# How do I solve these?

• Sep 2nd 2009, 01:52 AM
strigy
How do I solve these?
x+17/x^2-6x+8 + x-2/x-4 = x-4/x-2

32/t^2+3t+2 - 3 = t-3/t+1

r(3-r) + (2r+2)^2 = 0

Can somebody help me with these please our midterm is tomorrow and if questions like these turn up (which is very likely) then my goose is cooked. (Speechless)

EDIT: I grouped them together to make things clearer:
(x+17)/(x^2-6x+8) + (x-2)/(x-4) = (x-4)/(x-2)

32/(t^2+3t+2) - 3 = (t-3)/(t+1)

r(3-r) + (2r+2)^2 = 0
• Sep 2nd 2009, 03:32 AM
HallsofIvy
Quote:

Originally Posted by strigy
x+17/x^2-6x+8 + x-2/x-4 = x-4/x-2

If I read this correctly (Parentheses would help. I assume you mean (x+17)/(x^2- 6x+ 8) rather than x+ (17/x^2)- 6x+ 8)
$x^2- 6x+ 8= (x- 4)(x- 2)$ so this is
$\frac{x+ 17}{(x- 4)(x- 2)}+ \frac{x- 2}{x- 4}= \frac{x- 4}{x- 2}$

Multiplying each term by (x- 4)(x- 2) gets rid of all the fractions.

Quote:

32/t^2+3t+2 - 3 = t-3/t+1
Again, I am going to assume that you really mean $\frac{32}{t^2+ 3t+ 3}- 3= \frac{t- 3}{t+ 1}$. Once again, [tex]t^3+ 3t+ 2= (t+1)(t+ 2) so multiplying each term by (t+1)(t+2) gets rid of the fractions.

Quote:

r(3-r) + (2r+2)^2 = 0
Just go ahead and multiply it out: $3r- r^2+ 4r^2+ 8r+ 4= 0$ which is the same as 3r^2+ 11r+ 4= 0. Complete the square or use the quadratic formula.

Quote:

Can somebody help me with these please our midterm is tomorrow and if questions like these turn up (which is very likely) then my goose is cooked. (Speechless)

EDIT: I grouped them together to make things clearer:
(x+17)/(x^2-6x+8) + (x-2)/(x-4) = (x-4)/(x-2)

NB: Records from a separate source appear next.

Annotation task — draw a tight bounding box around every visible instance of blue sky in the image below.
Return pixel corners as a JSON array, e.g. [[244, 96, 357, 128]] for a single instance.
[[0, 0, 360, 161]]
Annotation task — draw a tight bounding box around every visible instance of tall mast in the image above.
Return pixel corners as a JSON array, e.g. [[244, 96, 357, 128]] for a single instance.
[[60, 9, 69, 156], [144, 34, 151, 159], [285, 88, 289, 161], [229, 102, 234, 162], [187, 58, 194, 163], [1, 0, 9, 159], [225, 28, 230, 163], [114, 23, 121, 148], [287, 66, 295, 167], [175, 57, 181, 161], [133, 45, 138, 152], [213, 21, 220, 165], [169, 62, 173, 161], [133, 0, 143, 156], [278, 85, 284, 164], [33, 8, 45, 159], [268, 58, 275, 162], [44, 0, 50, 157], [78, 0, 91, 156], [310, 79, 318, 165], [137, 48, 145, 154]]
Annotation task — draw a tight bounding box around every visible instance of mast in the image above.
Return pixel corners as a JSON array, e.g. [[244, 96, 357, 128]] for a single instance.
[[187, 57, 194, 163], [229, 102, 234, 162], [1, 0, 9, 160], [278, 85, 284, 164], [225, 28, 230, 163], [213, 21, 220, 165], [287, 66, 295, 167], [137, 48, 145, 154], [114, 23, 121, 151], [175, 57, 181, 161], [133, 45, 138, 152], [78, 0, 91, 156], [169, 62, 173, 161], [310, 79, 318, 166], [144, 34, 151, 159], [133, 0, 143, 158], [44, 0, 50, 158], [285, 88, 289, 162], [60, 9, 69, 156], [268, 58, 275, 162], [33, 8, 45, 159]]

32/(t^2+3t+2) - 3 = (t-3)/(t+1)

r(3-r) + (2r+2)^2 = 0
Why didn't you do that to begin with?!
• Sep 2nd 2009, 04:46 AM
strigy
Ok thanks HallsofIvy and sorry for the confusion. I got number 1.

I seem to be stuck at 2 and 3, though.

I'm stuck here 4t^2-11t+32=0 for number 2, and at 3r^2+11r+4=0 for number 3.

I tried quadratic but that didn't work. What do I do next?